You are viewing a plain text version of this content. The canonical link for it is here.
Posted to dev@lucene.apache.org by Dmitry Serebrennikov <dm...@earthlink.net> on 2004/06/14 19:32:46 UTC
Re: multiple fields to be indexed
jitender ahuja wrote:
>Hi all,
>
>I am trying to do a search on multiple fields of which some are indexed. Now, a query can be posed to search in the indexed fields but the Hits class object can have only one query object and the query class similarly can have only one field on which the query is performed.
>
Take a look at BooleanQuery. That will allow you to combine multiple
TermQueries, such that you can create a single query on different
fields. That should do the trick.
Good luck!
Dmitry.
>Now, to have multiple queries I need to obtain multiple Hits class objects that are then merged together in one array. But, I do not know how to maintain the scorings obtained by different Hits class objects.

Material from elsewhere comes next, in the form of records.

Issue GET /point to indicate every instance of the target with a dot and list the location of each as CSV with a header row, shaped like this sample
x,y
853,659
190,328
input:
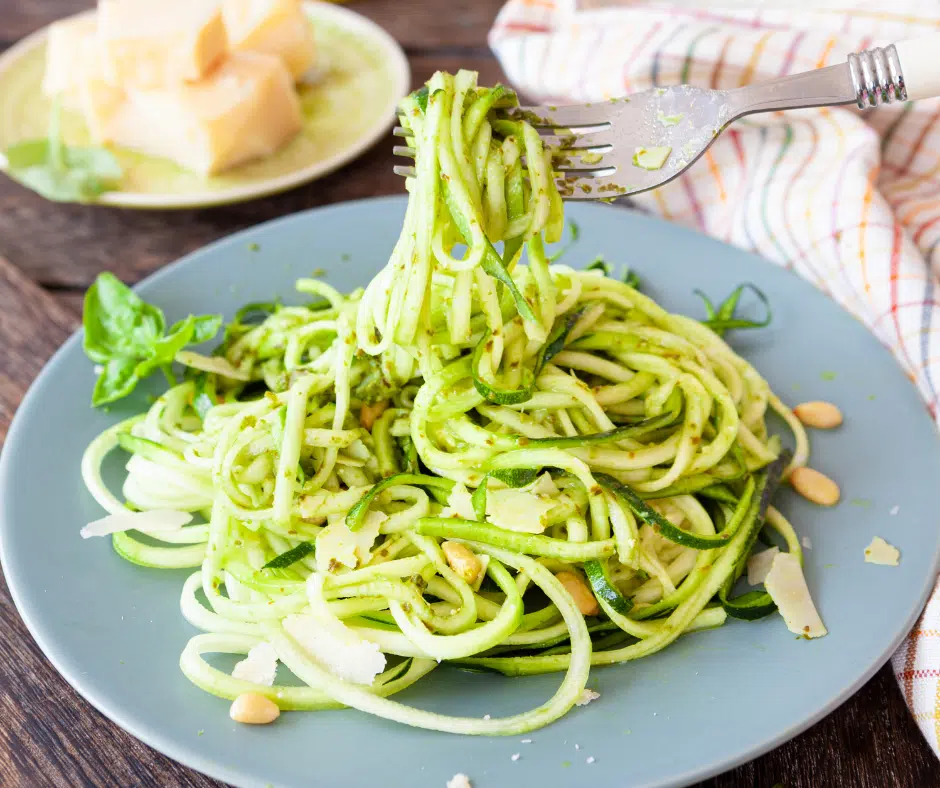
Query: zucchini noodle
x,y
428,471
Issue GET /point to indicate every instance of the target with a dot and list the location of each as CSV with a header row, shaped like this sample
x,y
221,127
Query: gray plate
x,y
710,701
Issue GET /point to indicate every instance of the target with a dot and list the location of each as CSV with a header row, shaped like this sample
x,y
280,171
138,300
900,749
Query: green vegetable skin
x,y
59,172
544,418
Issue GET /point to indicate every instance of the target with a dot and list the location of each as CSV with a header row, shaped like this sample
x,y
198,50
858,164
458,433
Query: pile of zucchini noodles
x,y
459,380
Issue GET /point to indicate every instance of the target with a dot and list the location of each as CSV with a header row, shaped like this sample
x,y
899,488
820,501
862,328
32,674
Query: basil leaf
x,y
117,322
181,334
117,380
128,336
61,173
31,153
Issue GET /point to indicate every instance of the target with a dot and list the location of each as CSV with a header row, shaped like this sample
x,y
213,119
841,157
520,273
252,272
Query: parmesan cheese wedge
x,y
158,44
245,109
787,587
274,27
65,54
758,565
153,521
880,552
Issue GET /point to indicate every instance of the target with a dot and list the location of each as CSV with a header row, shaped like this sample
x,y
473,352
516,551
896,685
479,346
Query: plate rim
x,y
172,747
392,54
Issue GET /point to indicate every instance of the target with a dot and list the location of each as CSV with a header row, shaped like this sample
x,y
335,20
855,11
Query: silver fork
x,y
598,147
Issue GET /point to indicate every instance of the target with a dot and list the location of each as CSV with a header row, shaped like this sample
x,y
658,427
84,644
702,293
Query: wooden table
x,y
49,254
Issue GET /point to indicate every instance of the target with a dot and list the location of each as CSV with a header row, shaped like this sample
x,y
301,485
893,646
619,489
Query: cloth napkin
x,y
846,199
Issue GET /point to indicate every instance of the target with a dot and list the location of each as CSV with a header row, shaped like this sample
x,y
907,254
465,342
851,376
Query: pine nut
x,y
815,486
253,709
821,415
463,561
583,598
369,413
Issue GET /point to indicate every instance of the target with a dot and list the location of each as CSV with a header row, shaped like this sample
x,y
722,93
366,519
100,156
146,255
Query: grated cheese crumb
x,y
880,552
586,697
259,666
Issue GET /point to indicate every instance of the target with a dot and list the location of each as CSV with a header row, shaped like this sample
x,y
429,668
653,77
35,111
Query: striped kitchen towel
x,y
848,200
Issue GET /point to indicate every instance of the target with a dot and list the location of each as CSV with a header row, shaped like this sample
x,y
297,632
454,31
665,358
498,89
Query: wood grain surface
x,y
49,736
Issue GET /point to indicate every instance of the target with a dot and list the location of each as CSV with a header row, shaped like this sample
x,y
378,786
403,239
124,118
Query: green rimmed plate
x,y
365,74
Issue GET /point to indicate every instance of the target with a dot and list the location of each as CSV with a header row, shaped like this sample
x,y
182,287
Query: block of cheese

If somebody has tried such a thing or a different mechanism to feed a query to different query objects, then pl. respond.
>Actually I have not tried the above option of merging the results in a final array but I feel that it should work.
>
>Regards
>Jitender
>
>
---------------------------------------------------------------------
To unsubscribe, e-mail: lucene-dev-unsubscribe@jakarta.apache.org
For additional commands, e-mail: lucene-dev-help@jakarta.apache.org
Re: multiple fields to be indexed
Posted by Dmitry Serebrennikov <dm...@earthlink.net>.
Jitender,
I hope you don't mind if I move this thread to the user list.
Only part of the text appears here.